Israeli-Palestinian tensions were already running high over Palestinian president Mahmoud Abbas’s formation of a unity government that is backed by Hamas.
With senior Israeli officials now calling for a crackdown on Hamas, and perhaps even the Western-backed Palestinian Authority led by Mr Abbas, there is growing concern of a major escalation.
It is not clear how far Israeli prime minister Benjamin Netanyahu will go in trying to dismantle Hamas, considering the risk of further destabilising the region. Despite Mr Netanyahu’s verbal attacks against Mr Abbas, he does not want to see a collapse of the pragmatic Palestinian leader’s self-rule government in the West Bank.
The Israeli government is reportedly considering a series of measures, including the deportation of Hamas leaders from the West Bank to Gaza, where Hamas remains the de facto power despite the unity deal.
The three Jewish seminary students went missing late last Thursday while hitchhiking at a West Bank bus stop near the Palestinian city of Hebron. They were on their way home, two to towns inside Israel, and the third to a West Bank settlement.
Large numbers of Israeli troops have been involved in a huge search since then, going house-to-house in some areas.
Israeli forces have arrested more than 150 Palestinians, most of them members of Hamas, over the past four days. Among those detained were ten Hamas legislators – one-third of the Hamas representatives from the West Bank in the long-defunct Palestinian parliament. The most senior among those detained yesterday was Parliament Speaker Abdel Aziz Dweik.
Mr Netanyahu has alleged that Hamas carried out the kidnappings but provided no evidence. He has also held Mr Abbas responsible for the fate of the teens and claimed the unity government created the atmosphere for the kidnappings.
The Israeli premier’s office said Mr Netanyahu called Mr Abbas yesterday, a fairly rare contact between the two leaders. Mr Netanyahu called on Mr Abbas to help with efforts to rescue the abducted teens and arrest the Hamas kidnappers.
Mr Abbas’s aides have rejected Mr Netanyahu’s contention that the Palestinian self-rule government is ultimately responsible for the abductions, saying Israel is in overall control of the West Bank.
The junction where the teenagers were last seen is under Israeli control and is commonly used by both soldiers and Jewish settlers.

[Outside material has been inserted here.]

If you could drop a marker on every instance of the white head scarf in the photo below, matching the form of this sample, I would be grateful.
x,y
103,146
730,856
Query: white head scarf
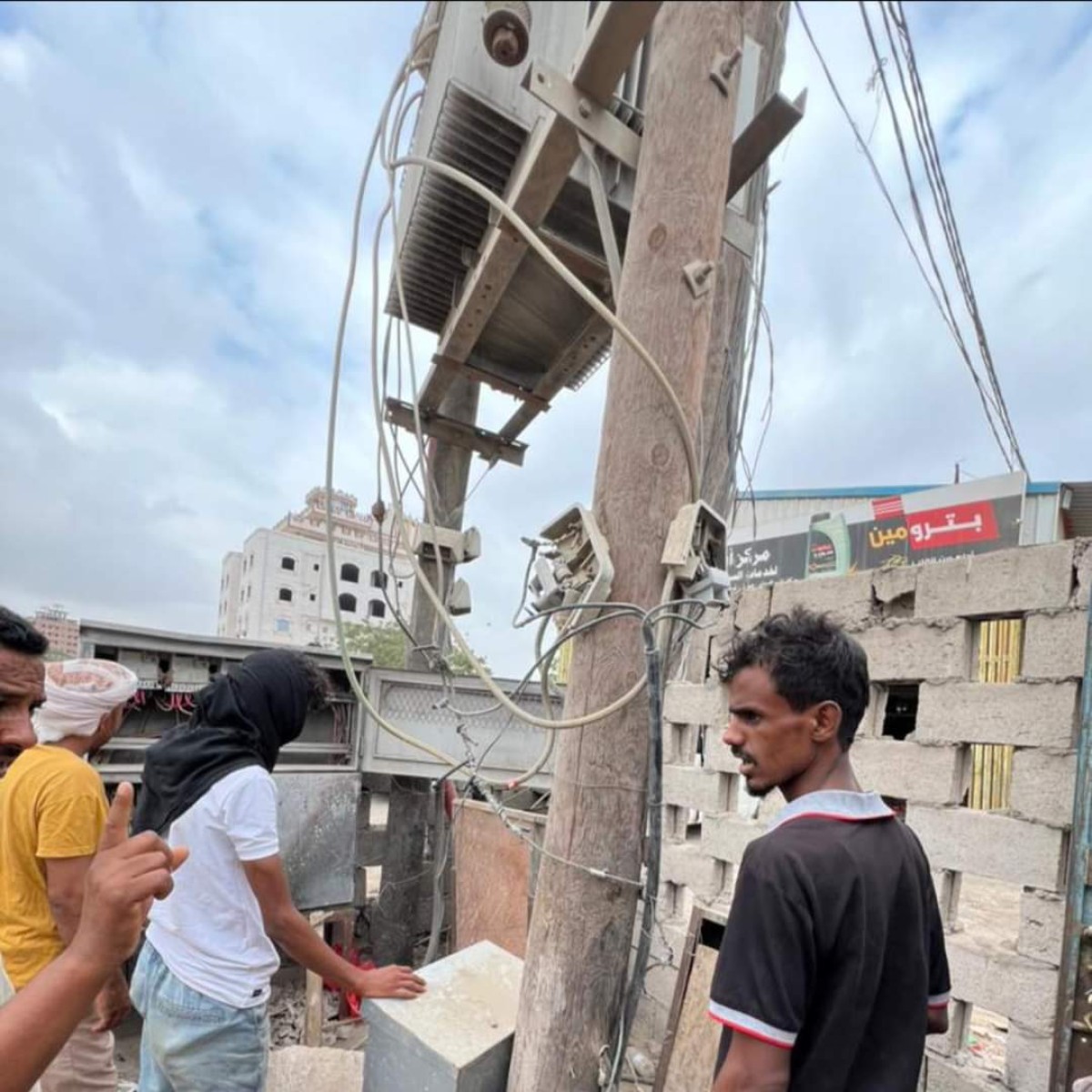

The missing three were named as Naftali Frankel and Gil-ad Sha’er, both 16, and Eyal Yifrach, 19. Mr Frankel holds dual Israeli-US citizenship.

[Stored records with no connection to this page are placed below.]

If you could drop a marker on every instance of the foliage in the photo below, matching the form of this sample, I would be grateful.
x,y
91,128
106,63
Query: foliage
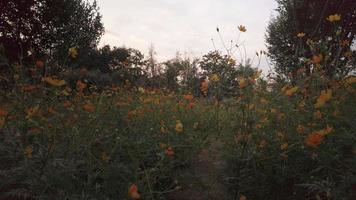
x,y
48,27
299,24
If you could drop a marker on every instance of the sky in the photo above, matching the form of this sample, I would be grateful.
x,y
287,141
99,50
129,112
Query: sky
x,y
187,26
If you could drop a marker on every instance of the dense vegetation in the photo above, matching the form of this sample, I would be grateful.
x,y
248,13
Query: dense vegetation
x,y
79,121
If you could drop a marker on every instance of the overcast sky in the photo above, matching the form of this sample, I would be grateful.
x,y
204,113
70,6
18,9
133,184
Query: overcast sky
x,y
186,26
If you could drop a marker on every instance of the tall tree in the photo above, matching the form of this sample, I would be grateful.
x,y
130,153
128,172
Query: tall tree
x,y
48,26
290,51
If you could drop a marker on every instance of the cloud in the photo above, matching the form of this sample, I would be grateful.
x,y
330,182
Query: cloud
x,y
185,26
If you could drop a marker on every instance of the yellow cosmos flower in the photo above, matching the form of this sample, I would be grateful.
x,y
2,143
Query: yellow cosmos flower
x,y
334,18
204,86
179,126
73,52
284,146
231,61
350,80
215,78
291,91
242,28
104,157
324,97
316,59
300,129
242,83
28,151
54,82
301,35
133,192
2,122
31,112
89,107
325,131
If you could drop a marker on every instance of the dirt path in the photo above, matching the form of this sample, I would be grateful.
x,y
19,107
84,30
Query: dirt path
x,y
205,180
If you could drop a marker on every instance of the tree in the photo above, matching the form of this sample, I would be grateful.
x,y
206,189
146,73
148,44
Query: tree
x,y
214,63
48,27
291,51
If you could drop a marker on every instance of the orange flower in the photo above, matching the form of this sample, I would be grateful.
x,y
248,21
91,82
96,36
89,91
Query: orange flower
x,y
284,146
301,35
179,126
73,52
324,97
54,82
334,18
31,112
39,64
318,115
81,86
291,91
133,192
188,97
89,107
317,58
242,28
242,83
28,151
314,140
29,88
3,112
67,104
190,105
301,129
204,86
169,151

In a statement issued yesterday, Mr Abbas said: “The Palestinian leadership condemns the series of events over the last week, beginning with the kidnapping of the three Israeli teens and ending with a series of Israeli violations.”
He referred to the arrests and the killing of a 20-year-old Palestinian by Israeli army fire yesterday, during a confrontation between stone throwers and soldiers.